Tuesday, July 16, 2013

5 basic rules for big data analysis (and to avoid dead-salmon-capable-of-social-interaction type situation)

Just read a great post by Thomas Zoëga Ramsøy , who uses neuroscience to make 5 good points an analyst/data scientist must consider while dealing with big data. The author has a PhD in Neurobiology and provides a fascinating example from Neuroscience.  Neuroscience has dealt with big data for a long time and like most other new disciplines that are discovering the joys of big data has seen the data it must deal with grow every year.

"Put it this way, a typical data set for a functional MRI scan takes up over 500 MB per person, providing a new data point in thousands of minuscule subregions of the brain every 2 seconds or so. With an EEG, you get a new data point every 1 millisecond or so for typically 10 to 128 electrodes, and you can look at five or more different frequencies, producing millions of data points per person. If you want to think big data, neuroscience can take you there."

The author goes on mention the biggest challenge when a data scientist/statistician is given lots and lots of data.

"But with big data, you also get big challenges. This has been one of the largest issues in neuroscience. As any statistician will tell you, if you have an enormous statistical power, any test you run can easily turn out to be significant. Everything is significant in the land of Big Data!"

He presents the example of statistician's finding significant positive co-relation in a dead salmon when near a fish of another species. Amazing stuff.

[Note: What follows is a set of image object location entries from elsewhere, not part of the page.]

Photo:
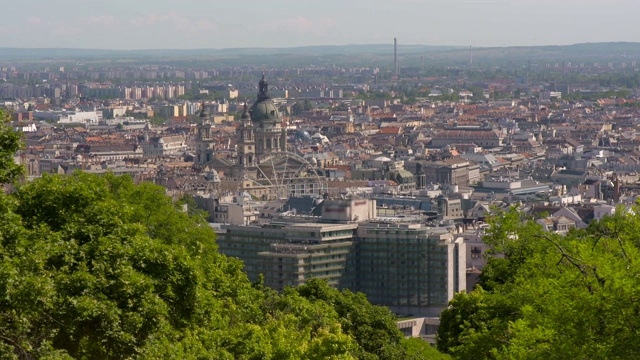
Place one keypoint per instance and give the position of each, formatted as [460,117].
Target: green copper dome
[264,109]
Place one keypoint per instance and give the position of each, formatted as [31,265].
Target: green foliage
[551,296]
[98,267]
[10,143]
[373,327]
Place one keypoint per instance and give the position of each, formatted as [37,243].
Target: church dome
[264,110]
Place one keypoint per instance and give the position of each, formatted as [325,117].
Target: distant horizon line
[390,44]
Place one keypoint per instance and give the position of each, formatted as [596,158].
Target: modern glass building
[411,268]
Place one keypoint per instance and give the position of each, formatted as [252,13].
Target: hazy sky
[188,24]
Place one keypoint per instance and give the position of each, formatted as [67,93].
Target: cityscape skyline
[120,25]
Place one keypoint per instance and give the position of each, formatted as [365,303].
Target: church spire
[264,89]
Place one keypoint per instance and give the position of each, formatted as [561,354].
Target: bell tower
[245,140]
[204,141]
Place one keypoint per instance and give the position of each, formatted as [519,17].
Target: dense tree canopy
[551,296]
[98,267]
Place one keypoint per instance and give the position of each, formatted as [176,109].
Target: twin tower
[259,133]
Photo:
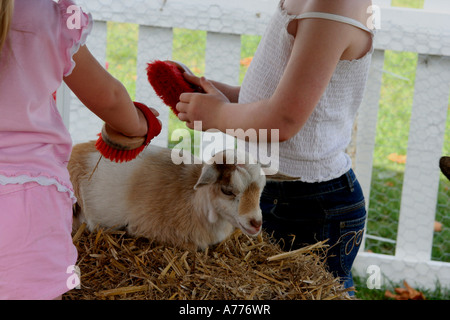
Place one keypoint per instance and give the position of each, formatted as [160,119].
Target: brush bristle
[168,82]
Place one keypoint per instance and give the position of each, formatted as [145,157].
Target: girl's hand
[143,126]
[205,107]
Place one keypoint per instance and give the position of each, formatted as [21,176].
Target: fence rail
[425,31]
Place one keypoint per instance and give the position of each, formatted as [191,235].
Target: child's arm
[318,46]
[104,95]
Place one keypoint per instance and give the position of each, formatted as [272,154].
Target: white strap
[334,17]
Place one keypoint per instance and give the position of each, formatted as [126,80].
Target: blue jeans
[333,210]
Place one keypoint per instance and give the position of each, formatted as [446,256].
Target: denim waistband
[300,188]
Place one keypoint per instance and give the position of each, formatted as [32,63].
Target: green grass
[392,126]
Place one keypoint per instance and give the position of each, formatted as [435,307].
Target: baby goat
[186,205]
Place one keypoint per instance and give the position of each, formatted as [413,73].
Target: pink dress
[36,195]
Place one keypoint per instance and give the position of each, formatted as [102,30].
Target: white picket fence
[426,32]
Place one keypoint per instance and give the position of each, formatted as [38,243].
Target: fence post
[367,124]
[437,5]
[426,138]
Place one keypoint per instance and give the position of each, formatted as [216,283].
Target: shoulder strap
[334,17]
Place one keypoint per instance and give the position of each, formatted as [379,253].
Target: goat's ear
[209,175]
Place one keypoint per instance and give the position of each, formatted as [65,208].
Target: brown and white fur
[186,205]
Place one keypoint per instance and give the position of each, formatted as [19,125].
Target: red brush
[166,78]
[119,148]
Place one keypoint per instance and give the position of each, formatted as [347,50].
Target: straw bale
[114,265]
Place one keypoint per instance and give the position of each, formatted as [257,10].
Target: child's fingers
[192,78]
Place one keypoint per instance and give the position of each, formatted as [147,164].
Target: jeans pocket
[351,234]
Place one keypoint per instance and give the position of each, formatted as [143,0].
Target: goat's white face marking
[239,197]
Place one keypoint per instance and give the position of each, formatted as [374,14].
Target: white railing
[426,32]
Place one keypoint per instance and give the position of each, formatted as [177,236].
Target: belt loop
[350,181]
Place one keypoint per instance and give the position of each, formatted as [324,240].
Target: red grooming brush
[119,148]
[166,78]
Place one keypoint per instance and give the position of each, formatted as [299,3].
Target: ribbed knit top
[317,152]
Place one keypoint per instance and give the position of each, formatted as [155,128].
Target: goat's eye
[227,192]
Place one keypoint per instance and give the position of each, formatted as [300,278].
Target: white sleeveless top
[317,152]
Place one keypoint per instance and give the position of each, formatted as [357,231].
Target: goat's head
[235,183]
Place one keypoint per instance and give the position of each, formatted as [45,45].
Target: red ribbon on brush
[118,152]
[166,78]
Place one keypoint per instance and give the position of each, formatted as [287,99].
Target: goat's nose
[256,223]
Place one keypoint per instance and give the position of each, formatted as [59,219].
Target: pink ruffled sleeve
[76,25]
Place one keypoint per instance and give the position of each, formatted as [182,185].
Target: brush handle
[118,141]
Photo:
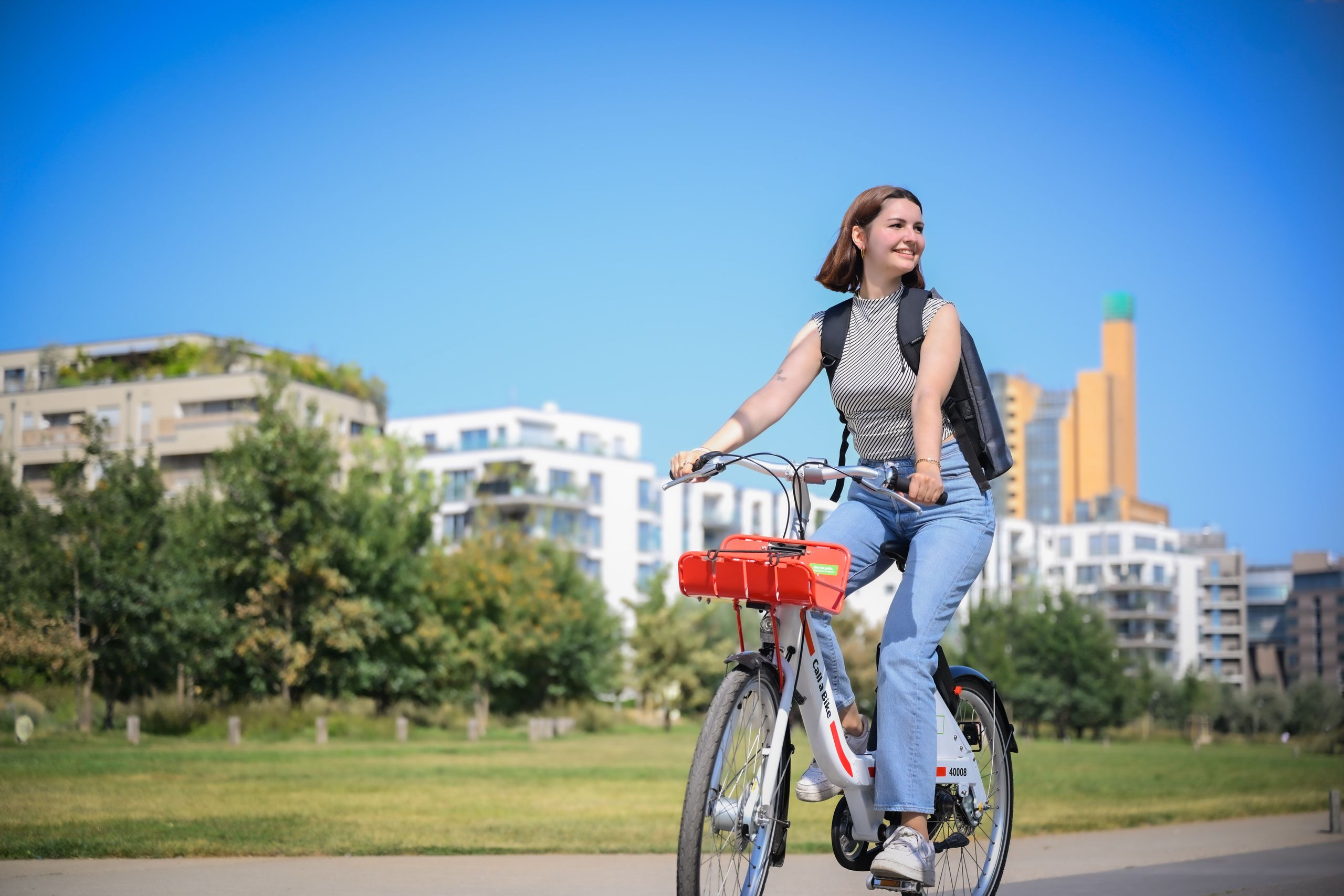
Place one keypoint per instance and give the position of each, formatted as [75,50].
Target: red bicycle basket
[747,567]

"Take one example, a scientific paper entitled “Neural Correlates of Interspecies Perspective Taking in the Post-Mortem Atlantic Salmon: An Argument For Proper Multiple Comparisons Correction” (and winner of the 2012 IgNobel Prize). Here, researchers reported that they could find brain activation during interspecies social interaction – in a dead salmon. You read right: brain activation in a really dead salmon! Just by doing the analysis wrong and not correcting the data, the researchers got a strong false positive effect."

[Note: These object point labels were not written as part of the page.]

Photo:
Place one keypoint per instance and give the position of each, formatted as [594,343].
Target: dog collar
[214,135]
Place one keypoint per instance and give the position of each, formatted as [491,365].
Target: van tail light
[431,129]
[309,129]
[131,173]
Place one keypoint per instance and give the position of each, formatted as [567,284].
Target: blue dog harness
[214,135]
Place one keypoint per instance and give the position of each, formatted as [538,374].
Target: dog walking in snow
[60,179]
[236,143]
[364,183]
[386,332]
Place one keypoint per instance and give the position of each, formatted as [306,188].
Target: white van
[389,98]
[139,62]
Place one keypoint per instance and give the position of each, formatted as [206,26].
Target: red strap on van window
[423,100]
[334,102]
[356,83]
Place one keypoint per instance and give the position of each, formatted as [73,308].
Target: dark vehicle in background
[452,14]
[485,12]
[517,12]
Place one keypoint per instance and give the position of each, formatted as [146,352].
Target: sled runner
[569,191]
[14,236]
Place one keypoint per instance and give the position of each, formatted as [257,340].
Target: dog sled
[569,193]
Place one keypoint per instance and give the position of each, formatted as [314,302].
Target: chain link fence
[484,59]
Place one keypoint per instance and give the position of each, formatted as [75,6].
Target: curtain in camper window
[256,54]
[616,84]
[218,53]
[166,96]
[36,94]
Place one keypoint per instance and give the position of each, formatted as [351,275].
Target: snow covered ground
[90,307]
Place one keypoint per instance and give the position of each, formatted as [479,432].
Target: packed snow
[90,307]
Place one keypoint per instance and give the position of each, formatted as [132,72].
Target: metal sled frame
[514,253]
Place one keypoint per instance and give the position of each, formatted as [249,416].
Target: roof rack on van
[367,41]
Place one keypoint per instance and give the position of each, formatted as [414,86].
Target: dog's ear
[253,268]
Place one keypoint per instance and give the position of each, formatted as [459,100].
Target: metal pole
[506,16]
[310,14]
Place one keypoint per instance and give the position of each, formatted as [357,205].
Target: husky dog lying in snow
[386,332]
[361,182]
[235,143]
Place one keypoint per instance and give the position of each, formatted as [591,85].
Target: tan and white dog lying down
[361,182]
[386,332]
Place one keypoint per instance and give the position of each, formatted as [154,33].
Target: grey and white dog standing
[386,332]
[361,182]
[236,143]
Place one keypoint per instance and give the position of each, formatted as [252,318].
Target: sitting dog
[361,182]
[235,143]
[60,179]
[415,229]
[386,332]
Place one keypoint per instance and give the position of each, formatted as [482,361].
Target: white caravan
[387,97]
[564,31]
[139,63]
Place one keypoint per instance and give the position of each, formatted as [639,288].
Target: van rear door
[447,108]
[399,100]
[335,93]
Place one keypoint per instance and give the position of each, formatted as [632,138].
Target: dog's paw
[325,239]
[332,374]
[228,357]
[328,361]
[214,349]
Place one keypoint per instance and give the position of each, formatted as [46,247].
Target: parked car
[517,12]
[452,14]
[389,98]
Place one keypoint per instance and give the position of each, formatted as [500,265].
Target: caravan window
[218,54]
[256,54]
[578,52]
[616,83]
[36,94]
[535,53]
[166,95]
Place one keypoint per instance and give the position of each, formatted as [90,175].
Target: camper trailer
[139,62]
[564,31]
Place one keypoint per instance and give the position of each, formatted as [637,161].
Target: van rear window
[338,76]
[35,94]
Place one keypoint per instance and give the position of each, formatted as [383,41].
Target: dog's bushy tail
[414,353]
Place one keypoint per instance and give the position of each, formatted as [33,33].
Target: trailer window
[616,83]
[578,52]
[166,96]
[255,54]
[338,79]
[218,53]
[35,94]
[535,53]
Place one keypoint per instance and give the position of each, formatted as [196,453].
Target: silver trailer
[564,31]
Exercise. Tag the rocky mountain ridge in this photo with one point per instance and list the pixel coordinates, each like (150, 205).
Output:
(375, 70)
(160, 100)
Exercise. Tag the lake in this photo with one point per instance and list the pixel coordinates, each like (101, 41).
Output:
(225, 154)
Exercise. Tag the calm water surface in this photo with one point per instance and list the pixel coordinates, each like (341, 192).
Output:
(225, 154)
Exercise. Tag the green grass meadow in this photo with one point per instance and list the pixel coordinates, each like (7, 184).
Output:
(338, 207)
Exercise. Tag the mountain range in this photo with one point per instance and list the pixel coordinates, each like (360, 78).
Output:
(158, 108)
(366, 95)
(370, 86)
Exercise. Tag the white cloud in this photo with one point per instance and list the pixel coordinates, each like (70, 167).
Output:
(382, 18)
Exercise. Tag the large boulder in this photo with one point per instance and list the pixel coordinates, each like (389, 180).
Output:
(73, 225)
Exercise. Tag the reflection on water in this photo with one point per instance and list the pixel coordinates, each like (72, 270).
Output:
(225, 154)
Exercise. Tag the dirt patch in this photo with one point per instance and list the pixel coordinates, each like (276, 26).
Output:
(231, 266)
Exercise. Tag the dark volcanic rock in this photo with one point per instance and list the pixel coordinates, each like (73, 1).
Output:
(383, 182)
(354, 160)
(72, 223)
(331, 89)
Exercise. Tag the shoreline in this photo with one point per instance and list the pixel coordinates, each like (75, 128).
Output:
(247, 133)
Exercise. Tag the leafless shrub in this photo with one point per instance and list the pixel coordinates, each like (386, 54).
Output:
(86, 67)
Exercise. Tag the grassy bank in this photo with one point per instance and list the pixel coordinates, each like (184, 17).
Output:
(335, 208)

Here are the 5 simple but effective rules he proposes to kill any chance of this happening in analysis of your big data of choice.
  1. Correct for multiple comparisons-. Find the appropriate way of minimizing the chances that your significant results could have happened by pure chance! 
  2. Look at the smaller samples -  If you cannot find your effect in a smaller sample, is it really interesting? If you need to include thousands of people to find a significant effect, chances are that it’s not a very interesting phenomenon.
  3. Look at the extremes -  Sometimes you might learn more from the extremes than the boring mean. 
  4. Use different sources - If you’re using surveys, try other measures. Combine methods. 
  5. Look for ways to disapprove your pet theory/idea and not for ways to make it stick
That is it. 5 simple rules to stay alive in the land of big data.